The measurement of BMI (or of body weight) cannot differentiate adipose from lean body mass. Therefore, in slim-bodied persons (presumably with normal BMI), BMI reflects more the lean body mass than in persons with excess adipose tissue (with high BMI). This is a reason for the poor diagnostic accuracy of BMI to diagnose obesity as measured by other direct methods, especially for persons in the intermediate BMI ranges [710]. An upper body fat distribution is considered to have generally a worse prognosis when compared to a lower body fat distribution [11]. It would be therefore of interest to compare the relationship of upper body circumference (UBC) with BMI to that of lower body circumference (LBC). Thus, in the entire study population, simple correlation of BMI with the UBC () and with the LBC () showed that 83% of the variation of BMI is due to the UBC and 79% is due to the LBC. In contrast, in the overweight women, 48% of the variation of the BMI may be explained by UBC compared to only 24% explained by LBC, while, in the obese women, UBC and LBC explain practically the same percentage of variation (45% and 42% resp.), and the same applies to normal women in whom 29% of the variation of BMI is explained by UBC and 24% by LBC (Table 2). Among the three BMI stratified subgroups, only in the overweight a positive correlation was found between waist/hip ratio and BMI. These data imply that women in the intermediate range of BMI tend to accumulate fat preferably in the waist when gaining weight.

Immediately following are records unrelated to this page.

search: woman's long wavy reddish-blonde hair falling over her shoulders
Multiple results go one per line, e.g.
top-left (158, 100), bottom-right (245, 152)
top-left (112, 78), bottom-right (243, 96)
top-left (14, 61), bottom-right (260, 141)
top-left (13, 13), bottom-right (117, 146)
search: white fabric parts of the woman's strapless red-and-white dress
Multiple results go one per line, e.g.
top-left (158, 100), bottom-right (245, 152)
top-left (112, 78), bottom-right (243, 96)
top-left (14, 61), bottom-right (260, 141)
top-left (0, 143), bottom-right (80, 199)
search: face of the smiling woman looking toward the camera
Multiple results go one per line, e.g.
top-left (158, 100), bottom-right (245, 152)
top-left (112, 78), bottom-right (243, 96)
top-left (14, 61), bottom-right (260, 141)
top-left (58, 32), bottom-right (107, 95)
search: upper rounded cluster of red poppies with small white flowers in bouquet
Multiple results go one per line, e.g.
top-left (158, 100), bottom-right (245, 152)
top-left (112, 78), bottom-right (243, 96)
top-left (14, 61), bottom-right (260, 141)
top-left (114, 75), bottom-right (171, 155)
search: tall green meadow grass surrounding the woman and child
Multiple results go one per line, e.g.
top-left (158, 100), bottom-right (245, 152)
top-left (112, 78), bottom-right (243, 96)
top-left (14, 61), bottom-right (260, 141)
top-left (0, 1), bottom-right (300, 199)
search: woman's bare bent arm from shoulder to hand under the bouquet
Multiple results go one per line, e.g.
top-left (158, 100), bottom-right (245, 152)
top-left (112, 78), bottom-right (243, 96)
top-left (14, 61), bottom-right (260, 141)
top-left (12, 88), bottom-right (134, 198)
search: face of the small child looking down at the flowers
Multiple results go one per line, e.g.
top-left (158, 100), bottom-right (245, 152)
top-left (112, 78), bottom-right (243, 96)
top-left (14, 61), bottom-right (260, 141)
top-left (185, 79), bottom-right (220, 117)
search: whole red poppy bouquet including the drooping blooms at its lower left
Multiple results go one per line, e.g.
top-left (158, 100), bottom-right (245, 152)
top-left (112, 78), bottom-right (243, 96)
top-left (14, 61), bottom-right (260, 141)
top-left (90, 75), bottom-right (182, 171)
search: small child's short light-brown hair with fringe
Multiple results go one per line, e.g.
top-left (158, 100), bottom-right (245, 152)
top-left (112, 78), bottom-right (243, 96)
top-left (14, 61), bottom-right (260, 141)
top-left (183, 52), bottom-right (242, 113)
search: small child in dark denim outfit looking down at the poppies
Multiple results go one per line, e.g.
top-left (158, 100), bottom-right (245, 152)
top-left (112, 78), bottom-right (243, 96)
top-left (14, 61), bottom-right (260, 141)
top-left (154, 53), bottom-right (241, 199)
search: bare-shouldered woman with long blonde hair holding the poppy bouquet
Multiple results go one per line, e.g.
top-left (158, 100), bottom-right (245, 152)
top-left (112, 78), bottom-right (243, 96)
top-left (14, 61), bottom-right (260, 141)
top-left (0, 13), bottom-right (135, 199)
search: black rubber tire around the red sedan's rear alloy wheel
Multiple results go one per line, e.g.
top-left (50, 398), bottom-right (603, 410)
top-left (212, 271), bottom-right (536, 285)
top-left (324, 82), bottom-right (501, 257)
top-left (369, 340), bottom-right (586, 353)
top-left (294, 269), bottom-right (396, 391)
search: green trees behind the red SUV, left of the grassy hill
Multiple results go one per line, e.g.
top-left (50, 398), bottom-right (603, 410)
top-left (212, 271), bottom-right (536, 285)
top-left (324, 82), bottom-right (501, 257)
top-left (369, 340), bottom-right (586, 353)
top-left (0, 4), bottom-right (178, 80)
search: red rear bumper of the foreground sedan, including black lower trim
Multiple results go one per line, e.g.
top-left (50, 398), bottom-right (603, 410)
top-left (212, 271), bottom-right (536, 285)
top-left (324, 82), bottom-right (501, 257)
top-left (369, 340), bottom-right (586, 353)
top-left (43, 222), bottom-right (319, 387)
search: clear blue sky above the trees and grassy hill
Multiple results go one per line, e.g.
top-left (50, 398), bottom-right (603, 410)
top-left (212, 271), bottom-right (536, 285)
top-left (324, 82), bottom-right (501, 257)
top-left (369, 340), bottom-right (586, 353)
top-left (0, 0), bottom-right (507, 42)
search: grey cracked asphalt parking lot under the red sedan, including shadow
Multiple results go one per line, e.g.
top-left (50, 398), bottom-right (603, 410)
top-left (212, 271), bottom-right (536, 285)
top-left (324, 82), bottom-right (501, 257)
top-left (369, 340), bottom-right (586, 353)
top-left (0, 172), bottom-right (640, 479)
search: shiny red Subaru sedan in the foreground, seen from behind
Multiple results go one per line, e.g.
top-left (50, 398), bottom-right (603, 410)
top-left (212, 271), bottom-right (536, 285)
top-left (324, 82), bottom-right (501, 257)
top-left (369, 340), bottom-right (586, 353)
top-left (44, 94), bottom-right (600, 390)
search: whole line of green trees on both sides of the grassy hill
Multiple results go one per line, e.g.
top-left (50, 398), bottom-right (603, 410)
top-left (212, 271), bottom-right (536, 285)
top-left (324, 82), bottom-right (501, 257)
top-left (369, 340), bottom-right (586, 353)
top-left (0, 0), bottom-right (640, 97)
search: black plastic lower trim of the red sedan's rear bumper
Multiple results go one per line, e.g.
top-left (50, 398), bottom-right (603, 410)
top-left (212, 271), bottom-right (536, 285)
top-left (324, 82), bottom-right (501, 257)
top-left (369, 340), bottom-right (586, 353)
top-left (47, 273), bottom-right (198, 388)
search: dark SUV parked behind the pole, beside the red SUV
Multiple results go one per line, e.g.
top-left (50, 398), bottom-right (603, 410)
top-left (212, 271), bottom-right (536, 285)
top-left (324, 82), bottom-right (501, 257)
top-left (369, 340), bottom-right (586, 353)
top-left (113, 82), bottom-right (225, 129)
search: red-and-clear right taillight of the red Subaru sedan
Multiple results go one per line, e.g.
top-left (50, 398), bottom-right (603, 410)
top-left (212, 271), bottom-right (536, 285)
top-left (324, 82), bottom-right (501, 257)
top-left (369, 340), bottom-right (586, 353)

ROC analysis showed that ABC can identify BMI-defined overweight or obese women with very good sensitivity and specificity (Table 4, Figure 2). However, in terms of sensitivity and specificity, the performance of some other body circumferences was practically not inferior to that of ABC (Table 4). Also, UBC and LBC in their ability to identify overweight or obese women were practically not different.

Heymsfield et al. [12] studied the relationship between BMI and five individual circumferences (arm, waist, hip, thigh, and calf) and between BMI and the average of the sum of these five circumferences using analytical methods different from the methods used in the present study. Our findings agree with the results of these authors who found that BMI (represented by body volume/height ratio) was strongly correlated with the average as well as with each of the individual circumferences [12]. In our study, we included neck circumference because several studies showed this circumference to be a useful anthropometric measure of obesity [6, 13, 14]. In the present study, we considered also wrist and ankle circumferences representing regions where it is less likely for fat to accumulate in obesity.

The following conclusions may be drawn from the results of our study. In a population of women with a wide range of BMI, the average of the sum of eight body circumferences (ABC) had a very strong correlation with BMI; however, the average of some other more convenient sums of circumferences (as shown in Table 2) had almost equally strong correlations with BMI. The degree of correlation between individual circumferences and BMI was generally smaller than that between averaged sums of circumferences and BMI. Among individual circumferences, the hip and the waist had the strongest and practically not different correlation with BMI. ROC analysis demonstrated that an ABC circumference can identify women with BMI ≥ 25 or with BMI ≥ 30 with very good sensitivity and specificity. Measurement of body circumferences is simple, does not need special equipment for the measurement of body weight and height, and therefore may be especially suitable for field epidemiological studies. The time required for the measurement of the eight body circumferences was approximately one minute comparing favorably with the time required for the measurement of weight and height. It should be noted that an accurate measurement of height may be a time-consuming procedure. Average body circumference can be a surrogate of BMI.

Abbreviations

BMI:Body mass index
ABC:Average body circumference, average of (neck + waist + hip + arm + forearm + wrist + thigh + ankle)
UBC:Upper body circumference, average of (neck + waist + arm + forearm + wrist)
LBC:Lower body circumference, average of (hip + thigh + ankle)
Receiver-operator characteristic analysis.

Conflict of Interests

No conflict of interests is declared by the authors.